A clinical study published November 3, 2023 in The Journal of Prosthetic Dentistry has found edentulous mandible intraoral scans to be as accurate as conventional elastomeric impressions. The study was conducted by Professor Doctor Lucio Lo Russo and team. A TRIOS 4 intraoral scanner along with his Lo Russo Retractors were used to perform the research.
The study examined the two-step IO scanning strategy for edentulous mandibular arches and measured the potential distortion of intraoral scans using the protocol versus conventional elastomeric impressions.
As a background, intraoral scanner manufacturers recommend the two-step strategy for scanning an edentulous mandible arch. The technique requires scanning one side first and then moving to the other side.
However, according to Lo Russo, it is still unclear if inconsistency in stitching could result in a loss of accuracy or distortion in the scans. The study looked to examine this.

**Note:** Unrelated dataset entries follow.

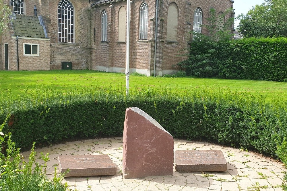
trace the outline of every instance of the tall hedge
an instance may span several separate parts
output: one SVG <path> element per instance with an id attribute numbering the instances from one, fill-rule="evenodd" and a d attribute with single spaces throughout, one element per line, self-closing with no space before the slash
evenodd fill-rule
<path id="1" fill-rule="evenodd" d="M 286 57 L 286 38 L 203 39 L 193 42 L 190 58 L 179 64 L 199 77 L 287 82 Z"/>
<path id="2" fill-rule="evenodd" d="M 136 107 L 174 137 L 232 143 L 274 154 L 287 137 L 287 101 L 266 103 L 259 96 L 220 89 L 131 90 L 91 87 L 61 92 L 26 92 L 15 99 L 0 95 L 0 120 L 11 114 L 5 133 L 17 146 L 53 143 L 63 138 L 122 135 L 125 111 Z"/>

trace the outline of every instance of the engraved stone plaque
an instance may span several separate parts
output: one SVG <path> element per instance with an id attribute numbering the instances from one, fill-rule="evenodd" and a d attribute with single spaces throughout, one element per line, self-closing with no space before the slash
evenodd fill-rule
<path id="1" fill-rule="evenodd" d="M 218 150 L 176 151 L 175 170 L 182 172 L 223 171 L 227 163 Z"/>
<path id="2" fill-rule="evenodd" d="M 114 175 L 117 171 L 116 164 L 107 155 L 67 155 L 58 157 L 60 172 L 70 169 L 65 177 Z"/>

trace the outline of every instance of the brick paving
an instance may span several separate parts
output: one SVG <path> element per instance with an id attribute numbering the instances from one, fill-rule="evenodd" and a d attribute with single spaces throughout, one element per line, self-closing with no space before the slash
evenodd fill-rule
<path id="1" fill-rule="evenodd" d="M 174 150 L 218 149 L 222 151 L 228 163 L 224 172 L 182 173 L 174 171 L 172 176 L 158 176 L 142 178 L 123 179 L 123 137 L 116 137 L 67 142 L 49 147 L 35 149 L 49 153 L 48 172 L 51 176 L 57 167 L 58 155 L 69 154 L 108 155 L 117 165 L 117 174 L 113 176 L 67 177 L 64 182 L 69 189 L 78 191 L 279 191 L 282 183 L 282 164 L 258 153 L 246 152 L 232 147 L 204 141 L 174 139 Z M 22 153 L 27 160 L 29 151 Z M 38 161 L 40 160 L 37 159 Z"/>

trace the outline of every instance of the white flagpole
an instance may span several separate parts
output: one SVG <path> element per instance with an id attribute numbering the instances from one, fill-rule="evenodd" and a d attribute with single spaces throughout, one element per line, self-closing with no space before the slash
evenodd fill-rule
<path id="1" fill-rule="evenodd" d="M 129 1 L 127 0 L 127 68 L 126 71 L 126 93 L 129 93 Z"/>

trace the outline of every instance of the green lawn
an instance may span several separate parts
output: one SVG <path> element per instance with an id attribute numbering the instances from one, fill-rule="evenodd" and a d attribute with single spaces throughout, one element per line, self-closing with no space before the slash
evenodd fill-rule
<path id="1" fill-rule="evenodd" d="M 108 73 L 89 70 L 54 70 L 47 71 L 6 71 L 0 70 L 0 88 L 4 92 L 10 86 L 12 93 L 16 96 L 19 90 L 27 87 L 34 90 L 36 86 L 41 87 L 55 86 L 64 90 L 75 86 L 85 88 L 91 85 L 106 86 L 111 85 L 125 86 L 124 74 Z M 131 75 L 130 87 L 139 87 L 143 86 L 177 87 L 181 89 L 192 87 L 229 88 L 232 91 L 257 92 L 266 94 L 267 100 L 287 95 L 287 83 L 263 81 L 225 80 L 184 78 L 153 78 Z"/>

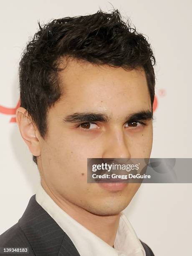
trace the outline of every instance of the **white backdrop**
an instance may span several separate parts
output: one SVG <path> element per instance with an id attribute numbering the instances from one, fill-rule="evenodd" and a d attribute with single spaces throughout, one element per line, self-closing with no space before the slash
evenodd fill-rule
<path id="1" fill-rule="evenodd" d="M 151 157 L 192 158 L 192 2 L 110 3 L 149 37 L 157 59 L 158 105 Z M 105 0 L 12 0 L 1 4 L 0 234 L 17 222 L 39 180 L 14 119 L 19 100 L 18 62 L 29 36 L 36 32 L 39 20 L 47 23 L 93 13 L 99 7 L 112 8 Z M 191 184 L 143 184 L 125 210 L 139 238 L 156 256 L 192 255 L 192 192 Z"/>

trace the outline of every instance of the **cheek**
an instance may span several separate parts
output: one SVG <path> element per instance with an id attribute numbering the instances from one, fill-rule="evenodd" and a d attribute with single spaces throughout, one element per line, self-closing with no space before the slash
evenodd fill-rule
<path id="1" fill-rule="evenodd" d="M 143 132 L 134 135 L 130 140 L 130 151 L 132 158 L 149 158 L 152 148 L 153 132 L 152 125 Z"/>

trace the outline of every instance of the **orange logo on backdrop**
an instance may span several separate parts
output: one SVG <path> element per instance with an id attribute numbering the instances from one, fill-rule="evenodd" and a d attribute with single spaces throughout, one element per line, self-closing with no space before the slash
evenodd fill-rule
<path id="1" fill-rule="evenodd" d="M 3 107 L 0 105 L 0 113 L 4 114 L 5 115 L 15 115 L 16 110 L 20 106 L 20 100 L 19 100 L 18 104 L 16 108 L 6 108 L 6 107 Z M 157 108 L 158 106 L 158 101 L 156 95 L 155 95 L 154 99 L 154 102 L 153 103 L 153 111 L 154 112 Z M 12 116 L 10 120 L 10 123 L 16 123 L 16 118 L 15 116 Z"/>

Based on the findings of the clinical study, the following conclusions were drawn:
- "Intraoral scans of the edentulous mandibular arch made with a 2-step scanning strategy do not exhibit significant distortion in comparison with conventional elastomeric impressions.
- Adequate management of the stability of tissues around the residual ridge, favoring accessibility for the scanner, can yield reliable intraoral scans of the edentulous mandibular arch.”
The study was conducted by a single operator who scanned twenty mandibular edentulous arches using the two-step scan strategy. A polysulfide conventional impression was also obtained and immediately scanned using the same intraoral scanner.
The two (STL) files were superimposed with a surface-matching software program and compared. The study concluded that the intraoral scans of the edentulous mandibular arch showed no significant distortion in comparison with the conventional impression.
Interestingly, Lo Russo Retractors were used to displace and stabilize the soft tissue during scanning. Lo Russo’s retractors are quickly gaining popularity within the dental community.
The second conclusion made in the study affirmed their effectiveness, stating: “adequate management of the stability of tissues around the residual ridge, favoring accessibility for the scanner, can yield reliable intraoral scans.” Intraoral scanner users should take note.
Professor Doctor Lo Russo is a long-time advocate for edentulous scanning. Over the years, he has contributed insightful and popular papers and presentations for 3Shape.